The Beats formed in 2007 in San Francisco, California, and have since released three self-produced albums and two EPs featuring original songs. The Beats are scheduled to play more than 10 festivals this summer, including Bonnaroo, Wakarusa, Lollapalooza, Hangout Music Festival, Camp Bisco, High Sierra Music Festival and Electric Forest Festival.

Here, Cappel discusses the band’s influences, collaborations, and presence at the festival.

SM: Can you tell us a bit about how you got started?

TC: We originally started as a recording project. Zoe had this opportunity to make a belly dancing album. She had that opportunity and put me and David on board and that’s how it started. We never thought we would be performing.

SM: What made you decide to start playing live?

TC: Our friends do a lot of electronic music nights and little festivals on the west coast, and they were telling us about a lot of people mixing our music.
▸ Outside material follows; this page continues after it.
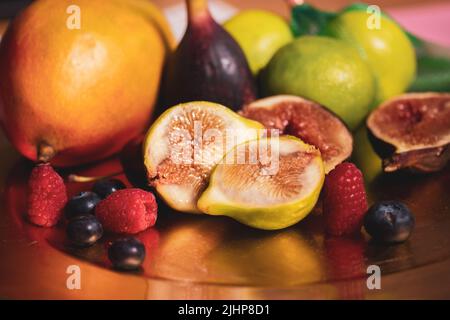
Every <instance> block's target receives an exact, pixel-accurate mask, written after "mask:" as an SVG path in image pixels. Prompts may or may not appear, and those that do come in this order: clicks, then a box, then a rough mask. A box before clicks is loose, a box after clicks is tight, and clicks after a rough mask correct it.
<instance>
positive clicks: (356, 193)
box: [323, 162, 367, 236]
They started hiring us as DJs. We slowly started adding our live instruments to it.

SM: When you started DJing, did you always focus on performance art or was it something that developed later?

TC: Yeah, Zoe was always dancing with us.

SM: I know you and Zoe played with the Yard Dog Road Show, how did that experience shape the Beats Antique?

TC: I was part of this group for nine years. I was the drummer and helped write a lot of material. I brought in Zoe as a belly dancer for this project. In addition, she also started performing burlesque with a troupe. It definitely had something to do with how Beats Antique started because we were both in that band. But really it’s just the fact that there was a performer that there was the similarity. The music is completely different.

SM: I know that David worked with Femi Kuti. Do you know how this relationship developed and did it influence Beats Antique?

TC: He didn’t really work with Femi. Basically, they played a few gigs together in Africa. Aphrodesia, David’s band before Beats Antique, was an African band. They went to West Africa and toured West Africa. Femi saw them when they were in Nigeria and brought them to Fela shrine, Fela Kuti shrine. And basically Femi came out and played some songs with them for the two shows they did.

SM: How did you meet Jamie Janover, and what was his involvement with the band?

TC: I met Jamie Janover in Wakarusa actually when the Yard Dogs were playing there. He was always a good friend and he played in a band called Lynx, Lynx and Janover. Lynx and I wrote a song together, and we included our bands in that song. Besides, he’s just a good friend. He booked a lot of shows for us like the Sonic Bloom festival and then they played a bunch of shows with us in Colorado.

SM: I know you worked with John Popper on your album blind threshold. How did this collaboration come about?

TC: We met John Popper at South by Southwest last year in 2010 and we share the same manager. We were introduced and asked if he wanted to sit with us. He said of course. So he played a tune with us at one of our gigs there and had a great time. We ended up getting along pretty well. And then later in the year, when we were sorting out our album, we decided to ask him if he wanted to sit on the song for the recording, and he said yes. We sent a sound engineer to his house and recorded him playing a song. They sent it to us. We cut it all out and made it happen.